First off, Danny f’ing Devito?! No, no, no. The Lorax does not wisecrack. He does not pratfall. He does not delight the audience with shenanigans. He doesn’t intervene in the action at all. What he does is observe. That’s it. He warns of coming tragedy, he chronicles it when it happens, and he mourns. He’s a tragic figure. Now they’re playing him like goddamn Alf.
Second, nothing grows where the Once-ler lives except Grickle-grass. The air smells “slow-and-sour.” Why? Because there are no Truffula trees. They were the anchor species of the ecosystem, upon which the other species depended. That’s the whole point. In this unholy movie, the kid lives in a candy-colored suburb with bright blue skies and well-fed white families everywhere. There are no trees, but the lack of trees is a curiosity, a matter for the idle dreams of suburban girls and their googly-eyed suitors. Apparently they were only there for aesthetics. Certainly no one seems worse off for their absence.
Third, the fact that the Once-ler’s face is never seen in the book is not an incidental detail. It is not a certain kind of person (or, uh, “person”) that allows short-term greed to obscure long-term concerns. It is all people. Any person. You, even, Mr. Hollywood Exec.
Finally, The Polyphonic f’ing Spree? (That’s their song playing.) “Follow the day and reach for the sun?” This is just sappy, generic uplift, all about chasing your dreams and actualizing your inner self, the usual crap that’s fed to suburban kids to keep their minds off outer-directed goals, social and political goals, goals like, oh, preventing corporations from cutting down all the trees. In this story, the Once-ler’s hideous crime and the destitution it leaves behind are a mere backdrop for one plucky kid’s effort to win over Betty Boop next door.
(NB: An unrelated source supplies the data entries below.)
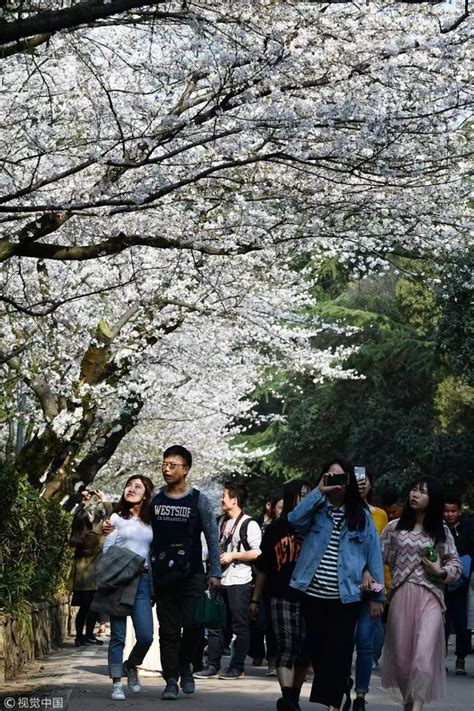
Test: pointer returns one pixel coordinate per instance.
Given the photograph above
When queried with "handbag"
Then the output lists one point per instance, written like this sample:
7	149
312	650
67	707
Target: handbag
210	611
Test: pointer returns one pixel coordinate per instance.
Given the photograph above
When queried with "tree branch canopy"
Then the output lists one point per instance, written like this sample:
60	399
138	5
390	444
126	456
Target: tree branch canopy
82	13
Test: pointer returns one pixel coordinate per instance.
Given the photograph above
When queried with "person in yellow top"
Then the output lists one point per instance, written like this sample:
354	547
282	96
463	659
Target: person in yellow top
367	626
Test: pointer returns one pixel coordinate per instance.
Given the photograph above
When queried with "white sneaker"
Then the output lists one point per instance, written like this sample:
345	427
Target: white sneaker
133	679
118	693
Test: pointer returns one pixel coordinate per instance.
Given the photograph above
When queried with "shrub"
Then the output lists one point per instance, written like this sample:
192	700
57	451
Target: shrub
35	556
Blech.
“But David,” you’re saying, “you’re being unreasonable. You’re asking for a story where the protagonist is ugly, powerless, ridiculous … and in the end, defeated. A somber moral fable with no love interest or humor. A tale that gives its audience of children credit for being able to grapple with loss and care about others not like them. That kind of thing is completely ill-suited to a Hollywood adaptation!”
Exactly.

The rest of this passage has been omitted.